Domestic Violence In Spain

Domestic violence in Spain 1998-2007

Domestic violence in Spain 1998-2007 (Photo credit: Wikipedia)

Today, March 8, is International Women’s Day, a time when we celebrate women and their achievements. Sadly, it is a day when we also look at how women are still persecuted, mistreated and killed across the world even in so-called enlightened cultures.
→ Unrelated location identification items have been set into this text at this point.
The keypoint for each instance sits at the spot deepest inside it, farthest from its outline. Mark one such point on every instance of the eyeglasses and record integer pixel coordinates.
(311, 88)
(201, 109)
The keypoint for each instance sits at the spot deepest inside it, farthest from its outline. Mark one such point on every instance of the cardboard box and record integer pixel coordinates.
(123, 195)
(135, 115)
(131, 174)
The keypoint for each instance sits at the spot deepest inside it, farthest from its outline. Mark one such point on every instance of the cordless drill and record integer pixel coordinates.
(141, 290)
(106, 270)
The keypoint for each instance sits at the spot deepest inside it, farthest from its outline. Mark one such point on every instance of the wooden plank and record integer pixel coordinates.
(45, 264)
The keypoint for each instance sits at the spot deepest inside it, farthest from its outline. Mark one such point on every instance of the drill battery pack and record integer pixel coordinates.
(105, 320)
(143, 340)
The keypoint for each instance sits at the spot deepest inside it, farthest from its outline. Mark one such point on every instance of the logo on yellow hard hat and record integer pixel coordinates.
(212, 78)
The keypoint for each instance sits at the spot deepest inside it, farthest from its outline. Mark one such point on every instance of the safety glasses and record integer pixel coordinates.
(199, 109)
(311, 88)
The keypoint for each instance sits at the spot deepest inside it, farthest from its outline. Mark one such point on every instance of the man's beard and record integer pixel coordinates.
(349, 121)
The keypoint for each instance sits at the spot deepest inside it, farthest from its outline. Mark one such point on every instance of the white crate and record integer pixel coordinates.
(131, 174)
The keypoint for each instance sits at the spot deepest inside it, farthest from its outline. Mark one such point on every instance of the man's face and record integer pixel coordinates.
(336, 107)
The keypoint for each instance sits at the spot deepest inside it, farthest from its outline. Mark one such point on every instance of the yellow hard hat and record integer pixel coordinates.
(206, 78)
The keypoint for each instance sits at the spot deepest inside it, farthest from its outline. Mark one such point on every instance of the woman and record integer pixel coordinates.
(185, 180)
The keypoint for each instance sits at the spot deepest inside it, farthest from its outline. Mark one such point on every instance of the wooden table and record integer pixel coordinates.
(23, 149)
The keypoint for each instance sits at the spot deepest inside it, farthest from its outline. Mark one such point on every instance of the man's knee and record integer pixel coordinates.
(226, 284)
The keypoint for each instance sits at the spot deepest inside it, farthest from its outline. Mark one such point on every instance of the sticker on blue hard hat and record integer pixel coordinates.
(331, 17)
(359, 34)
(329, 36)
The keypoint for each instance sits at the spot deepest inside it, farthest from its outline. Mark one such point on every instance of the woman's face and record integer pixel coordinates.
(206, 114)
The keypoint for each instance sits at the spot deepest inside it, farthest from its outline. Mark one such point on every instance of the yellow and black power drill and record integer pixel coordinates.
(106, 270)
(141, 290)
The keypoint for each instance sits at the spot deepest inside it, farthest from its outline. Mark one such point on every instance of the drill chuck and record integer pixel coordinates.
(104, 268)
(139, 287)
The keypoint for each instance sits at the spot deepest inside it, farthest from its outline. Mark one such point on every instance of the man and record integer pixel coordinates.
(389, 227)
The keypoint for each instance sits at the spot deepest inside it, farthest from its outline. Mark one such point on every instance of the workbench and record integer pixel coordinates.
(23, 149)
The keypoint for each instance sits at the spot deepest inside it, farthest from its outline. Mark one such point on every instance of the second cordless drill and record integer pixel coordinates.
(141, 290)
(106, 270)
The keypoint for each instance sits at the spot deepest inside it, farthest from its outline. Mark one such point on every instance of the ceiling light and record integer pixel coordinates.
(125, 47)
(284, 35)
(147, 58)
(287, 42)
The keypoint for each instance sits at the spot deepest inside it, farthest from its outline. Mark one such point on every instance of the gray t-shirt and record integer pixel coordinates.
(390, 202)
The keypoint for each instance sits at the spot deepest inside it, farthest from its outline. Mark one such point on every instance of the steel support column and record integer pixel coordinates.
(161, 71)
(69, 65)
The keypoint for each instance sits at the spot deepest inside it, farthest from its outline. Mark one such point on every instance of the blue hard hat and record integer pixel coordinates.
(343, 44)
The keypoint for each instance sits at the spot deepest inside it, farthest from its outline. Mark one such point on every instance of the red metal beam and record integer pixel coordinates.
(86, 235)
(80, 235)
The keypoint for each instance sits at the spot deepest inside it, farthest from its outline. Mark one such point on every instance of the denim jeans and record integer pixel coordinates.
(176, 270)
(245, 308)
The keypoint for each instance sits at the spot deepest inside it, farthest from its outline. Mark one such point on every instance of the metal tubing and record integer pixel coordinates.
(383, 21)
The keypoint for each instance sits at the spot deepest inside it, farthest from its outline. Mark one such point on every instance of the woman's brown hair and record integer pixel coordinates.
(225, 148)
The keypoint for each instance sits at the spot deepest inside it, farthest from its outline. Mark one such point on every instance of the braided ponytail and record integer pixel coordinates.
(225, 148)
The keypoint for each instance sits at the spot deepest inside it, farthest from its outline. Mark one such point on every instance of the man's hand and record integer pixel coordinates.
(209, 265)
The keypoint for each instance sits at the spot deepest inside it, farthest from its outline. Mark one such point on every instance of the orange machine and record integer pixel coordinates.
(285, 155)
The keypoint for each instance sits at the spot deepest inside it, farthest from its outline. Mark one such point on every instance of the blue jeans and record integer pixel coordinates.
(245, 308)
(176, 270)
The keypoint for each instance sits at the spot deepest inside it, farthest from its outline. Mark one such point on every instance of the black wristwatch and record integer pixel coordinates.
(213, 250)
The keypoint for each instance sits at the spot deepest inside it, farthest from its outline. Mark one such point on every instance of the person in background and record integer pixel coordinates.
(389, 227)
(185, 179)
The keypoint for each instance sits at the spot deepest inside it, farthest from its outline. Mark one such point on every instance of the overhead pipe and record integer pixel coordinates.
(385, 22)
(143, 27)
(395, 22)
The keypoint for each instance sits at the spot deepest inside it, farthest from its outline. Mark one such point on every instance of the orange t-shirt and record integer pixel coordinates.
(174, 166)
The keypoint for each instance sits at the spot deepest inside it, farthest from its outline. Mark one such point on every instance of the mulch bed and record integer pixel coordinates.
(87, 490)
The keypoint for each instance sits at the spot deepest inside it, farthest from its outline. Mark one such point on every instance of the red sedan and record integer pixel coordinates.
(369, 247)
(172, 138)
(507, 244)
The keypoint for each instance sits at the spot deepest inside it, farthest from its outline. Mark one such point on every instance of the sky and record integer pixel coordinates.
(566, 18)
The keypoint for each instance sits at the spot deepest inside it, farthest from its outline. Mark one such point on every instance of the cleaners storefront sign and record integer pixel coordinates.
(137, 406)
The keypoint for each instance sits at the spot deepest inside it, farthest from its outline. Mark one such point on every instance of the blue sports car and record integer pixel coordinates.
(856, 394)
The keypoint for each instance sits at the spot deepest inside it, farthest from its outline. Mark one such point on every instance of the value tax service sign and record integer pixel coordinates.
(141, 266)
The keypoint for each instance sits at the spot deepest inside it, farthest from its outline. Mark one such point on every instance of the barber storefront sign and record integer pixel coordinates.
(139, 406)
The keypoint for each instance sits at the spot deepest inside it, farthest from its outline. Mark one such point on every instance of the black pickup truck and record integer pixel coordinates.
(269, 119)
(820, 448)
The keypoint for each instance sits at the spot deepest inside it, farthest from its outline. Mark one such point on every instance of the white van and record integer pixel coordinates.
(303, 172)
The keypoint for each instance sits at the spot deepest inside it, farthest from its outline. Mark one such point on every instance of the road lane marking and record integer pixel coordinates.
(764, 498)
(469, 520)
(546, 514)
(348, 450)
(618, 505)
Despite all the sun and sea, Spain has a very bad reputation for men beating and killing their wives and partners. This is partly due to the fact that during the years when General Franco was in power, it was considered nothing more than a misdemeanor and the ‘machismo’ attitude that the man rules the house continues to this day. Part of the increase in the problem has been due to the change in working patterns with many more women now out at work and therefore more financially independent and less likely to put up with bad behavior from their partners. Women in Spain have said in the past that most of the judges in Spain are old, conservative men who do not see the issue as particularly important. However, in a survey by the ‘Centro de Investigaciones Sociológicas’ (CIS) in 2001, 96% of the Spanish population thought that domestic violence was unacceptable in any circumstances.

Domestic violence can be defined as a pattern of controlling and aggressive behaviour from one partner to the other. It does not just include physical violence, however, as the abuse can also be sexual, psychological and emotional. Whilst it is usually the man who attacks the woman, in a small number of cases it can be the other way round.

Fortunately, the government of Spain has taken some very positive steps to try and reduce the rate of domestic violence and crackdown on the crime. They now have specially trained police units, with female officers and a specific telephone number for victim’s or people who suspect a domestic violence crime is taking place, to call. There are also a number of refuges for battered women.

Latest figures available from the National Institute of Statistics in Spain show that in 2011, 61 women were killed by their partners.The figures do not show how many suffered serious injuries. As the economy in Spain and other European countries worsens, it seems likely that the figures will increase.

South Africa is believed to be the country with the highest rates of violence against women. Having said that, domestic violence happens in every culture at every class level. Whether you live in a white, middle class neighbourhood, or a village in India or Africa, if you hear a woman screaming, will you just ignore it?